The Pacific Islands Development Forum (PIDF) has published a Position Paper with respect to shipping emissions negotiations taking place at IMO. The paper is an outcome of the Pacific Maritime Technical Officers Workshop on Shipping Emissions hosted by PIDF in Suva in February.
The IMO is scheduled to deliver an Initial Strategy on international shipping GHG emissions reduction by MEPC 72 in April 2018, determining the vision and level of ambition, and including an ‘action plan’ on the development of measures for 2018-2023.
The paper notes there is no agreement on what short-term measures (2018-2023) will be committed to, and when or how they would be implemented. A decarbonisation by 2050 strategy requires clear and significant short-term measures to be adopted if momentum is to be built and a clear decarbonisation pathway be demonstrated. Without this, it is difficult to see how the ambition is given effect, PIDF noted.
The Secretary General of the PIDF, François Martel, said:
This paper recognises that failure by the global community to achieve a strong Initial Strategy will likely mean that future efforts from shipping will be insufficient to ensure the world limit temperature rise to 1.5⁰C. The Pacific has been clear on the need that the world limits temperature rise to 1.5⁰C, as also reflected in the Paris Agreement, and for us to do so all sectors need to do their part, including the Maritime transport sector.
Namely, the paper states that the “available science is clear that a delay in determining and implementing substantive measures until after 2023 makes a 1.5⁰C target largely unattainable. To keep 1.5⁰C alive, the Initial Strategy must include commitment to implementation of adequate short-term measures to demonstrate early IMO/industry commitment to a decarbonisation trajectory.”

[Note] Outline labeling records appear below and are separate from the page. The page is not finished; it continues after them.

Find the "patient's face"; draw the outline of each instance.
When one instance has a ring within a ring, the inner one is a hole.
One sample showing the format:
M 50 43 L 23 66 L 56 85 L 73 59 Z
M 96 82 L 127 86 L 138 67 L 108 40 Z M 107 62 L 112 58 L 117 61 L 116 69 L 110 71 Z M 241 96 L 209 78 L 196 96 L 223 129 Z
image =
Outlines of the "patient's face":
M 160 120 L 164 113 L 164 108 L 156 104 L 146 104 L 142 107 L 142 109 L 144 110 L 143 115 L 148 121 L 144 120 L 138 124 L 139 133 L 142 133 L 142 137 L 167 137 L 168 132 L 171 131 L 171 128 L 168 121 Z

The paper also identifies five issues that are particularly relevant to the Pacific:
- potential risk of disproportionately increased transport cost;
- potential negative implications for transport dependency and security, disaster preparation and response;
- ability of States to participate in the IMO Roadmap processes;
- ability of States to execute any increase in their international responsibility as flag and port States; and
- ability to maximize opportunity for design and implementation of domestic and national aspects of the decarbonisation agenda and to ensure domestic capacity to meet any stepped changes.
The paper was developed with the support of the Micronesian Centre for Sustainable Transportation (MCST) jointly run by the University of the South Pacific and the Government of Marshall Islands and the University College London.